Women with breast cancer who receive radiation after surgery are half as likely to have their disease return within 10 years and are one-sixth less likely to die over a 15-year period, according to the results of a new study reported Friday.

Experts say the findings of the latest study of the disease underline the need to improve radiotherapy provision.

An analysis that crunched together the results from nearly 11,000 women who participated in 17 previous trials worldwide -- making it by far the biggest study so far on this topic -- found that a decade after a breast cancer diagnosis, 35 percent of the women who did not have radiotherapy had their cancer return, compared with 19 percent of those who did get the treatment.

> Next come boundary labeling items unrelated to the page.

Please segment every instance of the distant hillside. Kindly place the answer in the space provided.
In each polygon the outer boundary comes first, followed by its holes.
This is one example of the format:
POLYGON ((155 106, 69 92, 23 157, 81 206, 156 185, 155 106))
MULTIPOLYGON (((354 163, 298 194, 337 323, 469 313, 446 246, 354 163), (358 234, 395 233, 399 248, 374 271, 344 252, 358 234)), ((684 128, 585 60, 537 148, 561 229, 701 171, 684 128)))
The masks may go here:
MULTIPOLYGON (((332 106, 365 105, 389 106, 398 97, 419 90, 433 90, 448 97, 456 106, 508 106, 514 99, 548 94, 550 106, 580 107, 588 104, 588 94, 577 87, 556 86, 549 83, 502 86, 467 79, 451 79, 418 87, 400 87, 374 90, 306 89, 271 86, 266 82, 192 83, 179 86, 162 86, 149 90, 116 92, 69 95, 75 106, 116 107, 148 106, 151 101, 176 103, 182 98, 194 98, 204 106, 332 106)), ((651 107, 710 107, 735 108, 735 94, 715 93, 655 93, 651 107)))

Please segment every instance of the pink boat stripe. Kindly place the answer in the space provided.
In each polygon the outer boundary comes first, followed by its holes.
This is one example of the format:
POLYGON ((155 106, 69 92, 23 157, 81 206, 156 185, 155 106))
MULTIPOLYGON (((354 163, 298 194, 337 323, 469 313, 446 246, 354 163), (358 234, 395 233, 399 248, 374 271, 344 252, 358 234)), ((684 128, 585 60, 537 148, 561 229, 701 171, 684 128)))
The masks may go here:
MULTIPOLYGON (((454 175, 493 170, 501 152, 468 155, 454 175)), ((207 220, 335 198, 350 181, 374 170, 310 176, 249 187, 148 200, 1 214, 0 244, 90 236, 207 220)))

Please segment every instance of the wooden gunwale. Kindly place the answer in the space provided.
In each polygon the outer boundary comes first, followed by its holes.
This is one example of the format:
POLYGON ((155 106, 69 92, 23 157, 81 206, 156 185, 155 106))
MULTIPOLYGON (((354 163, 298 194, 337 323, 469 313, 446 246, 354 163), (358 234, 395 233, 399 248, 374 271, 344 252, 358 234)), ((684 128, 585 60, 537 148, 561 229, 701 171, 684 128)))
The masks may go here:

Even though radiation is usually given after breast-conserving surgery to kill any cancer cells that escaped the surgeon's knife and to prevent local recurrence, the findings also suggest radiotherapy has a benefit in reducing the risk of the cancer spreading elsewhere in the body.

Fifteen years after the diagnosis, 25 percent of the women who did not have radiation treatment following surgery had died from breast cancer, compared with 21 percent who did.

The findings -- published by The Lancet and compiled by experts from the University of Oxford-based Early Breast Cancer Trialists' Collaborative Group with funding from Cancer Research UK, the British Heart Foundation and Britain's Medical Research Council -- have been welcomed by cancer experts.

Cancer Council Australia chief executive Ian Olver said the previous assumption had been that the role of radiotherapy was "really to sterilize the rest of the breast after breast-conserving surgery."

"You would expect it to decrease local recurrence, but what this study shows is that 15 years on, it's improving survival as well," Olver said. "The radiotherapy is helping to protect women from widespread and metastatic disease."